Il ne reste plus que 100 jours pour le début de la phase finale du CHAN Cameroun 2020. 100 petits jours, pour que le Togo se mette dans les conditions d’un pays qui envisage disputer réellement, un trophée.

100 jours, soit juste un peu plus de trois lunes encore et la sélection nationale des Éperviers locaux du Togo participera à sa toute première édition du Championnat d’Afrique des Nations, Cameroun 2020. Entre espoirs, incertitudes et résignation, les joueurs togolais sont écartelés.

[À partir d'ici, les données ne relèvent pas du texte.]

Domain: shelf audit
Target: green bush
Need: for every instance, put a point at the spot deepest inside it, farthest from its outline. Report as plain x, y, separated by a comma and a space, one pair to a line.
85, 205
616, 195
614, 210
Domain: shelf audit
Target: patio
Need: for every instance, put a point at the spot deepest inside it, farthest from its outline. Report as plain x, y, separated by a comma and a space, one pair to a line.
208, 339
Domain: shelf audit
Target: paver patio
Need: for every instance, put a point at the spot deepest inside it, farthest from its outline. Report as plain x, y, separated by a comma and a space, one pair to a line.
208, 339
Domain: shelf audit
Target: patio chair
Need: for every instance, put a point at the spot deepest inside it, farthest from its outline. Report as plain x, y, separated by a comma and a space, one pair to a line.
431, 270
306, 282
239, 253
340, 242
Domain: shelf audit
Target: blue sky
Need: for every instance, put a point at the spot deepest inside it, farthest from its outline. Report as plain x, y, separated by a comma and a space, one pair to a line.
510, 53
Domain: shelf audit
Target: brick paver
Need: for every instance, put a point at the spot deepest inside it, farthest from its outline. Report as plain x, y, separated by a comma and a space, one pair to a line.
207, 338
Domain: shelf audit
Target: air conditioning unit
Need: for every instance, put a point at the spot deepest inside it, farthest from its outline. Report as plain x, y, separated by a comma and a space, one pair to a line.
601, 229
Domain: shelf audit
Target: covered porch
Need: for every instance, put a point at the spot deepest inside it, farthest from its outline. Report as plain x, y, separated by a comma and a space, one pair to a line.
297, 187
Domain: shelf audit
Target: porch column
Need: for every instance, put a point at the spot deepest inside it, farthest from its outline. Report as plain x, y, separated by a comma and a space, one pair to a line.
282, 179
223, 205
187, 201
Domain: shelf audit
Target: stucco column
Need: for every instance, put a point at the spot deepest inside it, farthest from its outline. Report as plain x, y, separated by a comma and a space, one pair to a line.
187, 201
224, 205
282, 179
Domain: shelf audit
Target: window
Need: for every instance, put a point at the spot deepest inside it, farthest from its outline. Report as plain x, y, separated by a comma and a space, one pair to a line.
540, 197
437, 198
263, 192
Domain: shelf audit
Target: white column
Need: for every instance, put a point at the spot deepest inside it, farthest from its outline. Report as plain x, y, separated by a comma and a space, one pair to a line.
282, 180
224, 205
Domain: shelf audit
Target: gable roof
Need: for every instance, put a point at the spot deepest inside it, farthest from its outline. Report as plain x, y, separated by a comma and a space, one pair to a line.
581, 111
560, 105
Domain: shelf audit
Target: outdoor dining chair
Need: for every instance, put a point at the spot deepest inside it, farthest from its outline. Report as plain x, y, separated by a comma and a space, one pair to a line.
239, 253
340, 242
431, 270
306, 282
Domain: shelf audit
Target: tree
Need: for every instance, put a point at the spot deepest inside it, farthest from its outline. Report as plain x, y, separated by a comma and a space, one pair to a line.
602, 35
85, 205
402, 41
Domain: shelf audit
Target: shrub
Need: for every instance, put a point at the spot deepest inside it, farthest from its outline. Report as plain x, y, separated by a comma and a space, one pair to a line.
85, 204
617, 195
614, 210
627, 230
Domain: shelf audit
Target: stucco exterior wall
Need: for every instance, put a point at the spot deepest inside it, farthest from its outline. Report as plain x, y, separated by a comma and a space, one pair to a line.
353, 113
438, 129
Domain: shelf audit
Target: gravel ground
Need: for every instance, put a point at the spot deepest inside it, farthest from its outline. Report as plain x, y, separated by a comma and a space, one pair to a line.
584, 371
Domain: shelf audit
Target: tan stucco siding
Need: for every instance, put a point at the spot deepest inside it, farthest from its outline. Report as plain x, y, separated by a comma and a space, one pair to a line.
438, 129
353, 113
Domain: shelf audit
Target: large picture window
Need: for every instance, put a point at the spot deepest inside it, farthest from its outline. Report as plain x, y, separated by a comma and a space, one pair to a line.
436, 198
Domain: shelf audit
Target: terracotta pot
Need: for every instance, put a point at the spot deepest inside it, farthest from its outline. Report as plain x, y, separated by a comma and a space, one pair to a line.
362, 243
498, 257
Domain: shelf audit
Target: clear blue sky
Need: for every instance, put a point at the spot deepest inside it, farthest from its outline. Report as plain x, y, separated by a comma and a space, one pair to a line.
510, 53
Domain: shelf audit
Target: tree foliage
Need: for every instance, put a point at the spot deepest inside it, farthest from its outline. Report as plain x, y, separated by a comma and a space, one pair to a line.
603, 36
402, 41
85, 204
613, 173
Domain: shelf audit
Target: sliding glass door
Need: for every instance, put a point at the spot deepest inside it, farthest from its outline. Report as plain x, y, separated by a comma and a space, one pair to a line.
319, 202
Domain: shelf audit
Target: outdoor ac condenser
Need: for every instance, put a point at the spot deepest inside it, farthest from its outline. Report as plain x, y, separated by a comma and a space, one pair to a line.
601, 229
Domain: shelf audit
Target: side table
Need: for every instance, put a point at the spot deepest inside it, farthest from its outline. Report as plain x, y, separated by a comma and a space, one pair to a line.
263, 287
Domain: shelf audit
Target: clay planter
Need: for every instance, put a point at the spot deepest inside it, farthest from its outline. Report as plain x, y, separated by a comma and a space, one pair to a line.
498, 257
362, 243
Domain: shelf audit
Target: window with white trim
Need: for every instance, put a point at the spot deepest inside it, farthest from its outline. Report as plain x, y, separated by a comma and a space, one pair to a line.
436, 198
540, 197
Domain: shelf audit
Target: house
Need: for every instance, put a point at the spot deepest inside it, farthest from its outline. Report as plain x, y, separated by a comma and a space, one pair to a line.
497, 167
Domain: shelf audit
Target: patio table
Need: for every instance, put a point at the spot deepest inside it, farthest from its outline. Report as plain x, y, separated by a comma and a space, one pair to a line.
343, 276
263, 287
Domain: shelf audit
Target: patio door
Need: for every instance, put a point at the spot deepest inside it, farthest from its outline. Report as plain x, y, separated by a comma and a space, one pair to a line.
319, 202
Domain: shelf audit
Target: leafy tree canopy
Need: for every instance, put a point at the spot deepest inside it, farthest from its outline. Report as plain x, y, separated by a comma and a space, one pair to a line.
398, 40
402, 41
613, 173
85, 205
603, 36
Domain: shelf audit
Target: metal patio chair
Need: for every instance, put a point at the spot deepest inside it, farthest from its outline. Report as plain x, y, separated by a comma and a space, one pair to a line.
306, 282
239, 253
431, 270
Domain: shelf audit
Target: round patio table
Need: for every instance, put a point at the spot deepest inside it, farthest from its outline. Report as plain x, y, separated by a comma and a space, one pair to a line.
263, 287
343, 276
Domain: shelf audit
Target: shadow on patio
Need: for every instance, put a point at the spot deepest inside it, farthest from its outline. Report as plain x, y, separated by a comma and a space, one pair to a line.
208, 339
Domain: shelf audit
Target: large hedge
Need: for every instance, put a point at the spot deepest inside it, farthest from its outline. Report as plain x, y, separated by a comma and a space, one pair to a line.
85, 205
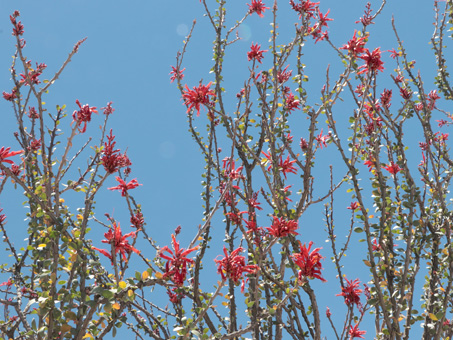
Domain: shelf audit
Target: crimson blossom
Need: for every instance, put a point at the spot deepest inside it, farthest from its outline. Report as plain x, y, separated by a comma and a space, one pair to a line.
356, 45
351, 293
176, 73
255, 53
176, 266
373, 61
123, 186
392, 168
354, 332
113, 160
83, 115
118, 241
233, 266
5, 153
199, 95
309, 263
282, 227
257, 7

La sélection nationale des Éperviers du Togo espère vivement participer à sa toute première édition du CHAN que le Cameroun organise. Au delà, des espoirs que nourrit le groupe, chaque joueur compte vivement tirer le meilleur parti possible de cette unique expérience d’une compétition continentale. Chaque jour sélectionné espère saisir l’occasion de monnayer ailleurs son talent visiblement insuffisamment mal rétribué au pays. Les espoirs également sont ceux de tout un pays, du moins le monsieur tout le monde du public sportif, qui désire marquer l’histoire à travers cette participation, en allant le plus loin possible dans la compétition. Des espoirs qui riment avec les incertitudes dictées par l’heure.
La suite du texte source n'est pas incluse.